Principais aspectos de um bom programa de Treinamento para PLD-FT

Principais aspectos de um bom programa de Treinamento para Prevenção à Lavagem de Dinheiro e Combate ao Financiamento do Terrorismo

Todos sabem que as instituições que atuam na intermediação de recursos financeiros, exercem um papel importantíssimo na prevenção à lavagem de dinheiro e no combate ao financiamento do terrorismo (PLD-CFT), o que muita gente não imagina é que, um programa de treinamento de PLD-CFT, quando bem aplicado, pode ser um excelente aliado na luta contra o crime organizado e na disseminação da cultura de prevenção a atos ilícitos dentro e fora das organizações.

De acordo com o marco regulatório brasileiro de PLD-CFT e grande parte das diretivas internacionais sobre o tema, as Instituições devem estabelecer um programa de aculturamento para administradores, funcionários, parceiros, agentes autônomos de investimento e prestadores de serviços relevantes contratados.
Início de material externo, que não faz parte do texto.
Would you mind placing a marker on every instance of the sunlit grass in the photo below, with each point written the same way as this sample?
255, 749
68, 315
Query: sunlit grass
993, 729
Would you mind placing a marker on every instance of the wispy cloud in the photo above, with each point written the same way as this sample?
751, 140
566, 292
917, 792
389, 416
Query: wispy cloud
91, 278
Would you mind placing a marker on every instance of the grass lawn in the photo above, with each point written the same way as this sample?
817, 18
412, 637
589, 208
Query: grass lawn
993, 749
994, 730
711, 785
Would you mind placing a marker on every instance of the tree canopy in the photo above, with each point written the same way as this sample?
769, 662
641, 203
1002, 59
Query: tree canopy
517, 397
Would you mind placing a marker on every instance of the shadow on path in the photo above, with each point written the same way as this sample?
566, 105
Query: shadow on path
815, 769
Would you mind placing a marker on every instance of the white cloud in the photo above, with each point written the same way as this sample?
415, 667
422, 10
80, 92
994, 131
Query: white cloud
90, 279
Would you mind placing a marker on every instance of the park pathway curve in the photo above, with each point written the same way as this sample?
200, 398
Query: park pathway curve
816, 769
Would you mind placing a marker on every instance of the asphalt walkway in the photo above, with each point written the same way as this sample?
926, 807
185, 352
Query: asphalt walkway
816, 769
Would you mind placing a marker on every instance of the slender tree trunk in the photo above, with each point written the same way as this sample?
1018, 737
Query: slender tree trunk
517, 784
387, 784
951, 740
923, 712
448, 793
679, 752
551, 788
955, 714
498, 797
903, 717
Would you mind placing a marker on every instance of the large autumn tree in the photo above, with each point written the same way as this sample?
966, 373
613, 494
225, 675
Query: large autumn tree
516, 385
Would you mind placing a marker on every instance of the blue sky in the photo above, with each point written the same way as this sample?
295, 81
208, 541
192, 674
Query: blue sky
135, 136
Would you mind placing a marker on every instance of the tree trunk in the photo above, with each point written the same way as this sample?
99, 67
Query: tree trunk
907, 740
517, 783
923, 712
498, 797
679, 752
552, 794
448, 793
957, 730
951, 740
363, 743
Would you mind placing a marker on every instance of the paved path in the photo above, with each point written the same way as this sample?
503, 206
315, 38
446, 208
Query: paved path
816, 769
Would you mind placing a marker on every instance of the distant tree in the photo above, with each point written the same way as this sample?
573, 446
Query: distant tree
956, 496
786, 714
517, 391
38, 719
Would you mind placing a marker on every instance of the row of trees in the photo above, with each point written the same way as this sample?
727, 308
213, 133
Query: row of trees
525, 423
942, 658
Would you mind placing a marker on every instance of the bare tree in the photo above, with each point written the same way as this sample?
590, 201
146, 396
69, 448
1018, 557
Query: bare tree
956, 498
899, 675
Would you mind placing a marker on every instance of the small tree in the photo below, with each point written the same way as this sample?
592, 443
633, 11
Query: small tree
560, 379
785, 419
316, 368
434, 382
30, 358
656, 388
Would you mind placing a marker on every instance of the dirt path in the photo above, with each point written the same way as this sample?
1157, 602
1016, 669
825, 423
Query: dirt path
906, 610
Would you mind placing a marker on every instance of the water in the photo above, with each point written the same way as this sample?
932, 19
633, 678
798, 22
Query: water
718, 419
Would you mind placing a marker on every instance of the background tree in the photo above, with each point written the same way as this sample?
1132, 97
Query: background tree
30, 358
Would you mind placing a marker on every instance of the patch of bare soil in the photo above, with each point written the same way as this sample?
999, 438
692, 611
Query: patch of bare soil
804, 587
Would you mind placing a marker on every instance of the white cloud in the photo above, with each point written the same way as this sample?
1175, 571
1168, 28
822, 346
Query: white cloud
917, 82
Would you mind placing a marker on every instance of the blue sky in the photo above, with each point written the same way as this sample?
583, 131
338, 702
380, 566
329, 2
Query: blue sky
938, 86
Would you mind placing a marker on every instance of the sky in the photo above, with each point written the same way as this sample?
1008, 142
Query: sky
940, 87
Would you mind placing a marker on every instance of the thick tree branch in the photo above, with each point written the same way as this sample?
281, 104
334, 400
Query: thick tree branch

O treinamento de PLD-CFT tem como objetivos: i. reforçar a importância do tema entre colaboradores e parceiros; ii. orientar colaboradores e parceiros sobre como atuar em situações que envolvam atipicidades; e iii. atuar como um mitigador do risco de LD-FT para a instituição.

De maneira geral, os principais aspectos de um bom programa de PLD/CFT, podem ser observados na figura abaixo:

Quem treinar?
  • Todas as àreas da IF devem ser treinadas;
  • Cada àrea deve receber treinamento de PLD-CFT de acordo com asuntos ou questões relevantes às suas respectivas atividades;
  • Áreas mais sensíveis ao risco de LD-FT devem receber treinamento mais amplo e com maior periodicidade.
Como treinar?
  • Definir a melhor metodologia e forma de treinamento (presencial, e-learning, pílulas de conhecimento);
  • Identificar o público-alvo e definir as necessidades que precisam ser abordadas (ex. questões levantadas por Auditoria Interna ou Externa, mudança de sistemas, normas, regulamentação ou produtos e serviços).
Que assunto abordar?
  • Conceitos de PLD-CFT e controles relacionados;
  • Leis e Regulamentações;
  • Políticas Internas (CDD, EDD, Monitoramento e Reporte);
  • Avaliação Interna de Risco;
  • Tipologias e esquemas reais de LD-FT;
  • Papéis e Responsabilidades.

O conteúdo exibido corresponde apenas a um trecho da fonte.